AFP/File / Ben STANSALLSerena Williams is stuck on 23 Grand Slams

"But, following thorough and extensive consideration of all scenarios, we believe that it is a measure of this global crisis that it is ultimately the right decision to cancel this year's Championships."

Halep tweeted her disappointment.

"So sad to hear @Wimbledon won't take place this year," she said.

"Last year's final will forever be one of the happiest days of my life! But we are going through something bigger than tennis and Wimbledon will be back! And it means I have even longer to look forward to defending my title."

Two-time Wimbledon champion Andy Murray added: "Very sad that Wimbledon has been cancelled this year but with all that is going on in the world right now, everyone's health is definitely the most important thing!"

The decision to cancel Wimbledon was widely expected, with the world struggling to contain the spread of COVID-19, which has claimed more than 43,000 lives and infected more than 860,000 people, according to an AFP tally.

- 'I'm going to miss it' -

Organisers had earlier ruled out playing the event behind closed doors while postponing it would also have created its own problems, with shorter days later in the English summer.

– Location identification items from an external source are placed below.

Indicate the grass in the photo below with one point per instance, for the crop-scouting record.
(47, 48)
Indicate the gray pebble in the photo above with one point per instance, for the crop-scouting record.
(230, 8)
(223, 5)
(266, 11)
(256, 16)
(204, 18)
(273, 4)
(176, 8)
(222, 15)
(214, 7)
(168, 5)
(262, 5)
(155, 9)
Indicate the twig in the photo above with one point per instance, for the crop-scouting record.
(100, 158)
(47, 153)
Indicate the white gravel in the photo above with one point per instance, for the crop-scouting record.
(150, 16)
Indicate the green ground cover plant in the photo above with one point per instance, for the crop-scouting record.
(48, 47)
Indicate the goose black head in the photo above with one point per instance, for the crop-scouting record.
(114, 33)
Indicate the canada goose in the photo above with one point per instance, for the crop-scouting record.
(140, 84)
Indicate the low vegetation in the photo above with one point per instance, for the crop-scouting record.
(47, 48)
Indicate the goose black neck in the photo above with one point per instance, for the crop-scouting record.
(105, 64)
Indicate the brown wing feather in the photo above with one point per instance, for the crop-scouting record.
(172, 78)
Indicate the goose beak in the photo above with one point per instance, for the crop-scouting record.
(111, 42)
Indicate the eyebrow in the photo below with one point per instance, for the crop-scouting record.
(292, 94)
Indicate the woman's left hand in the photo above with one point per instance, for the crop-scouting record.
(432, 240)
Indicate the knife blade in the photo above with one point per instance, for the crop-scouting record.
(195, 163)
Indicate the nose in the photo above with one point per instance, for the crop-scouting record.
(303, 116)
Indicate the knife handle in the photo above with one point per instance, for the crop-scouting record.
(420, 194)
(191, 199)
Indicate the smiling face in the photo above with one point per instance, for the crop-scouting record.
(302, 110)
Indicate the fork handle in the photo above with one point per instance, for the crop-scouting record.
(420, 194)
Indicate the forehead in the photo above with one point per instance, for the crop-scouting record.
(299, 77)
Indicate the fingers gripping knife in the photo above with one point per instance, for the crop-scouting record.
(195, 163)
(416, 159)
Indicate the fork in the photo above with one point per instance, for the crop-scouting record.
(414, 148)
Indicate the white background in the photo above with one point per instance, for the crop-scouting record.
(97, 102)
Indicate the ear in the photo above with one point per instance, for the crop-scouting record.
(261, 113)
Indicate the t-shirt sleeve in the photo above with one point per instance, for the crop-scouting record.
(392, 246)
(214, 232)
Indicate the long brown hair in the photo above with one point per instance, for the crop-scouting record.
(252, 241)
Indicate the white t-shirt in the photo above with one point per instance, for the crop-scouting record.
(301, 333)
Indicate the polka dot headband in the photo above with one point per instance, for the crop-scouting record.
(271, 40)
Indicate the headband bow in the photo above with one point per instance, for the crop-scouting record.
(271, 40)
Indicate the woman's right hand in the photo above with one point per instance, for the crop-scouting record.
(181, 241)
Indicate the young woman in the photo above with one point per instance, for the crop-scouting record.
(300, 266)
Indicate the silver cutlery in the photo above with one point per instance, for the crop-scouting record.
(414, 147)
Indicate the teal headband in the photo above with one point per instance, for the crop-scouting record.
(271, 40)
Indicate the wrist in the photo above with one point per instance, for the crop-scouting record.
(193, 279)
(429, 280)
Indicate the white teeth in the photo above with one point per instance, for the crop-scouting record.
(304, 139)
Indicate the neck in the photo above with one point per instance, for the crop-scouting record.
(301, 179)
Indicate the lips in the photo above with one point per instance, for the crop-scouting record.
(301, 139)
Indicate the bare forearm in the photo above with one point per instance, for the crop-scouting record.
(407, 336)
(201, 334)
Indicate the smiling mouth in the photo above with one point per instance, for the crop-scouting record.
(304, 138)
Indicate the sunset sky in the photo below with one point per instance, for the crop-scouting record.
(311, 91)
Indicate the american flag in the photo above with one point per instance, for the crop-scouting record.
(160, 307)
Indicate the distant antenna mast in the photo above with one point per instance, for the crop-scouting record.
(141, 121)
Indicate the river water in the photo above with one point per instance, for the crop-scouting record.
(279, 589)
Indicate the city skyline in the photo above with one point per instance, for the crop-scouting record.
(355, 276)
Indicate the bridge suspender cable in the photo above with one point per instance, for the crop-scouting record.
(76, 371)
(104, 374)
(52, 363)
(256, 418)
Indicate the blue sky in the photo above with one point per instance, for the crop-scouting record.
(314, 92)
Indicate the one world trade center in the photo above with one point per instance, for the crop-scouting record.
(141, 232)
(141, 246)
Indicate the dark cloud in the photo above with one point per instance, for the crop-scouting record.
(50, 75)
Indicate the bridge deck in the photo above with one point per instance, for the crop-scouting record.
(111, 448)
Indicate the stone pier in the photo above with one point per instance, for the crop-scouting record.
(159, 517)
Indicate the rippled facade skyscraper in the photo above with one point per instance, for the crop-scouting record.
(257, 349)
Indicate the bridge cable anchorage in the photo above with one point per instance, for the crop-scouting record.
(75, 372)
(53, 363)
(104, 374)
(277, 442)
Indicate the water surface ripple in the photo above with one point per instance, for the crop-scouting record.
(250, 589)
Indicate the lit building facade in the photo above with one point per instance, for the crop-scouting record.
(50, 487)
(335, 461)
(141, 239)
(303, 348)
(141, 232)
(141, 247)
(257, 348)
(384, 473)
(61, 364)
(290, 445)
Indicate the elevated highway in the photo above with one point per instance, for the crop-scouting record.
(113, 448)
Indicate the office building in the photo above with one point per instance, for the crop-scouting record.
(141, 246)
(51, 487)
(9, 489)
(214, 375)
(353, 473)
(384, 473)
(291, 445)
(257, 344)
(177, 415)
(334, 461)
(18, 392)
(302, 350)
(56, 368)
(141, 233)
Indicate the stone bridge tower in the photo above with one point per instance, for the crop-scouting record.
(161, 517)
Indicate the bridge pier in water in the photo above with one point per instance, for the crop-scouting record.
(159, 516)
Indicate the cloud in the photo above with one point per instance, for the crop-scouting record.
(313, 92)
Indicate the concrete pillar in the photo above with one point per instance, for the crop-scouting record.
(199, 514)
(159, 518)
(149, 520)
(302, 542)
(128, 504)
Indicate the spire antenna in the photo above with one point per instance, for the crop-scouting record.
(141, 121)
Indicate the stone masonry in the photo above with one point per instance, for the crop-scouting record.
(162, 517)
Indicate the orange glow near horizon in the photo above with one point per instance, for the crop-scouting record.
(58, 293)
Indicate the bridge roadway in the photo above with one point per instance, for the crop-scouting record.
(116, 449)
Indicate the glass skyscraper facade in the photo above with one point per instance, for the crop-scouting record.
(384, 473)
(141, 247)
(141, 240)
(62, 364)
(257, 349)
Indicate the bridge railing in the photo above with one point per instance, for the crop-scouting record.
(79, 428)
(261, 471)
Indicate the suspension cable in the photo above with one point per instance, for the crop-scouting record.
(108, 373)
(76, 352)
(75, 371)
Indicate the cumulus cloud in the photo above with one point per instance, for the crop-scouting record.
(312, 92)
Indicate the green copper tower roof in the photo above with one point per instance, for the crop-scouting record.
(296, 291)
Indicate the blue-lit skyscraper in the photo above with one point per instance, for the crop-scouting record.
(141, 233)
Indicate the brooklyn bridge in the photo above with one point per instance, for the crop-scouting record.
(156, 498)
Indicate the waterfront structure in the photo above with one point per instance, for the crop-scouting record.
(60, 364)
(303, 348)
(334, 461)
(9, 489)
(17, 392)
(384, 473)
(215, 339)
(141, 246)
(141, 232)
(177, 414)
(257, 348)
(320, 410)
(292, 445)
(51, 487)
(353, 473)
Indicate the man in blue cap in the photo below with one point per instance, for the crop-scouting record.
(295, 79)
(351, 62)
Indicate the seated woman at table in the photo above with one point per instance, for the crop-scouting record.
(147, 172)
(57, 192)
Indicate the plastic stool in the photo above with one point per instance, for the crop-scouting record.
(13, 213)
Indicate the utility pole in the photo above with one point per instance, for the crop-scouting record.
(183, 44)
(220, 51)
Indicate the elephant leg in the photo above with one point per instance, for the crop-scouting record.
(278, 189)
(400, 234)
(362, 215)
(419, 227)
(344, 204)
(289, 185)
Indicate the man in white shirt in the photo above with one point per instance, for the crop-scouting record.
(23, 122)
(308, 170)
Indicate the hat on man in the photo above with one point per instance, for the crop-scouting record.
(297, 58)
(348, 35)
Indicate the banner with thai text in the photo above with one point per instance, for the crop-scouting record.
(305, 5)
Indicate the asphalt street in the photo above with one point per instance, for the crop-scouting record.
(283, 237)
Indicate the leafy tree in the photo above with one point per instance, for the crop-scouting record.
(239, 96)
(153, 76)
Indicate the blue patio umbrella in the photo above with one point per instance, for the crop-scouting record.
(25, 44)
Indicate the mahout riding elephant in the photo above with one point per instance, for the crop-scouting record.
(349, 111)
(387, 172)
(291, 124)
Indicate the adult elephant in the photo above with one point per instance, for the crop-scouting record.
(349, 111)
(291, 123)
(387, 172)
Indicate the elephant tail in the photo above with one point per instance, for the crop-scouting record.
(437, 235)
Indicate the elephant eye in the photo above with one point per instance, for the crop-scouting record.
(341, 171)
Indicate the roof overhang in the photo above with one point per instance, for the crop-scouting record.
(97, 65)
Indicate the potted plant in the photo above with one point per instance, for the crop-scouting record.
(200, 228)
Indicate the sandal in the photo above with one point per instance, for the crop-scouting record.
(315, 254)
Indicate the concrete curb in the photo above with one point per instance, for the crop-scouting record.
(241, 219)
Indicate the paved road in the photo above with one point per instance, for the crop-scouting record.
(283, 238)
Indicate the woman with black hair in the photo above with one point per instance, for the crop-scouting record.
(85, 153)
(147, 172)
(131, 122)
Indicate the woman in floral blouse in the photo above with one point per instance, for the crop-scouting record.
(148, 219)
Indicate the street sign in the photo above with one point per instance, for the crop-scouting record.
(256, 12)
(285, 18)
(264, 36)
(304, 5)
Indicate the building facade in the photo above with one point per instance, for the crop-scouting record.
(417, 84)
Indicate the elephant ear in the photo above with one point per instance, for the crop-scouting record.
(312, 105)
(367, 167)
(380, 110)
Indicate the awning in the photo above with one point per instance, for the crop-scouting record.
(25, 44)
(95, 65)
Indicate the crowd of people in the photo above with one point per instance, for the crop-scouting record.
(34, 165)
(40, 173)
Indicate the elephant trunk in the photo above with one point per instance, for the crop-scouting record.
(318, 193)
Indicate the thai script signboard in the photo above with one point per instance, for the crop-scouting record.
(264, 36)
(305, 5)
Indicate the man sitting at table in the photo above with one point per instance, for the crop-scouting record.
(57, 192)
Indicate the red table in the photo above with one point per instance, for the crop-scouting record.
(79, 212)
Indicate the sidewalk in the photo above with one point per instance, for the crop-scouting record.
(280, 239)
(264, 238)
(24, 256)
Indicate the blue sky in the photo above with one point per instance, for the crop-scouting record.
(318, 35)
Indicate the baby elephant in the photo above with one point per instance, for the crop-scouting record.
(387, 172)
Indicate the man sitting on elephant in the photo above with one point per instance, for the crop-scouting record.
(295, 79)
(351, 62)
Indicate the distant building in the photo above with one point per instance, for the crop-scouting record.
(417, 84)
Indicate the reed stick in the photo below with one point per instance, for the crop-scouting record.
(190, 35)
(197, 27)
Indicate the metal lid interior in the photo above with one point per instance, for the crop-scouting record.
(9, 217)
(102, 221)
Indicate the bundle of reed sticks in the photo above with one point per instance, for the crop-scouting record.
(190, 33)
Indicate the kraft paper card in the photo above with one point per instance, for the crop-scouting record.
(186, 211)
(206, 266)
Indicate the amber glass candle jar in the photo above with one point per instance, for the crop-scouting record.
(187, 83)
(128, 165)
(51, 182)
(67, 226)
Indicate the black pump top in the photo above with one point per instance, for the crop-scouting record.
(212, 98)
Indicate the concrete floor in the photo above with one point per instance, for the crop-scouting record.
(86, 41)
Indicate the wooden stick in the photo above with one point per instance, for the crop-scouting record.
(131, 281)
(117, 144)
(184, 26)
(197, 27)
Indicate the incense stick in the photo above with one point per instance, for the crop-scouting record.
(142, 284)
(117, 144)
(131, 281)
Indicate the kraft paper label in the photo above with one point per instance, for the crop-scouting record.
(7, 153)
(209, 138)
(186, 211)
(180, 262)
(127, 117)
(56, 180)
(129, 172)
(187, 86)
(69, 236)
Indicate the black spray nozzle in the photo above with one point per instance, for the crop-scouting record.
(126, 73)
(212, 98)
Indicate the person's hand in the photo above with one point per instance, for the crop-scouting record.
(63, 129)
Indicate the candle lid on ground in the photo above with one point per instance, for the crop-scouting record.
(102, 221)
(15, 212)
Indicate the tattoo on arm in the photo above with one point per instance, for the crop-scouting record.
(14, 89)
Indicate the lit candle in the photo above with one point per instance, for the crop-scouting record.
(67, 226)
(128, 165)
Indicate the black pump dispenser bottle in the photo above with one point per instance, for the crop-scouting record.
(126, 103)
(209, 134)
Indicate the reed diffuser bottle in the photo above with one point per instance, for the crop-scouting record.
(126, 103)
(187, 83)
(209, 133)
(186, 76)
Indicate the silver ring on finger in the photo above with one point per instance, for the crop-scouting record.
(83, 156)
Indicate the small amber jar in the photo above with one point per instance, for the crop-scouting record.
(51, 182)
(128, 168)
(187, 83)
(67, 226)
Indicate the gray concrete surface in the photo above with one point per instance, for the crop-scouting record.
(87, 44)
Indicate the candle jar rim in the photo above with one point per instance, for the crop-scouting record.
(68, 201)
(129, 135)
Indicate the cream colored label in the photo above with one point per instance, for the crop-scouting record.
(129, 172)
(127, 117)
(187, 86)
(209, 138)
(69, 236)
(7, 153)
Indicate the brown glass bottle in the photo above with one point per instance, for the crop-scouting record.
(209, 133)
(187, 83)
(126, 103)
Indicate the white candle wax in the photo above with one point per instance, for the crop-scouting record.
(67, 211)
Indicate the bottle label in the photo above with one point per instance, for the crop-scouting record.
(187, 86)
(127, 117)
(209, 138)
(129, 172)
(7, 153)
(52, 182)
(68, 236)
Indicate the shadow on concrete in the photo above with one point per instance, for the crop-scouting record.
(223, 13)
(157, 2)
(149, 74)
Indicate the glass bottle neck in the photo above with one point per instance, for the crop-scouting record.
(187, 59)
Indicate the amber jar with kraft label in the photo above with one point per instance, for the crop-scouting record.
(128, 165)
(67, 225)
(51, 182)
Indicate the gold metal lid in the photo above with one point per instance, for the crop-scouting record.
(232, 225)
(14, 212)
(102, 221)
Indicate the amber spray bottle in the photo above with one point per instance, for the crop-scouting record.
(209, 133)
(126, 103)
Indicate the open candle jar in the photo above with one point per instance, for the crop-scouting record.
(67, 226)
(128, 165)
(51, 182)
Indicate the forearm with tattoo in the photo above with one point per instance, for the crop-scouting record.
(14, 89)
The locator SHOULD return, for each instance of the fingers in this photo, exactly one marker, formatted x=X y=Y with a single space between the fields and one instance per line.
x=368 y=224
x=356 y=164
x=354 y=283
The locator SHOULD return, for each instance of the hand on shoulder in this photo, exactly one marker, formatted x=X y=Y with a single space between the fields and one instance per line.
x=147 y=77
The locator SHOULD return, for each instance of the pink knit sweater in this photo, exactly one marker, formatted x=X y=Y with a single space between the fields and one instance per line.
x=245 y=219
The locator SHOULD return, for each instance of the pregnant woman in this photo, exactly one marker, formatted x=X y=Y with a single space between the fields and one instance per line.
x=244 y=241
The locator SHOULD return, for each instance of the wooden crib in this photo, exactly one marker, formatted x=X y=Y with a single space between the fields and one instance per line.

The ATP and WTA have also cancelled the grass-court swing in the build-up to the tournament, meaning the tennis season will not now restart until July 13 at the earliest.

The US Tennis Association said it was sticking to its August 31 to September 13 dates for the US Open in New York.

"At this time the USTA still plans to host the US Open as scheduled, and we continue to hone plans to stage the tournament," it said in a statement.

"The USTA is carefully monitoring the rapidly changing environment surrounding the COVID-19 pandemic, and is preparing for all contingencies."

American legend Billie-Jean King, a six-time Wimbledon women's singles champion, said cancelling the tournament was the only option in the circumstances.

"I fully understand and support the decision of the committee and it is vital we keep our focus on those most impacted by this pandemic," she said.

"I have been fortunate to go to Wimbledon every year since 1961 and I am certainly going to miss it this year."

The cancellation could mean multiple champions Federer, Serena Williams and Venus Williams have played at the All England Club for the final time.

POOL/AFP/File / Adrian DENNISHas eight-time champion
 Roger Federer played for the last time at Wimbledon?

Federer and Serena will be nearly 40 by the time of the 2021 championships and Venus will be 41.

Serena, beaten in last year's final by Halep, is stuck on 23 Grand Slam singles titles -- agonisingly one away from equalling Margaret Court's record.

Tennis has endured a torrid time in recent weeks with the entire European claycourt season wiped out.

The French Tennis Federation provoked widespread anger with its unilateral decision to move the French Open from its original May 24 start date to begin on September 20 - one week after the conclusion of the US Open in New York.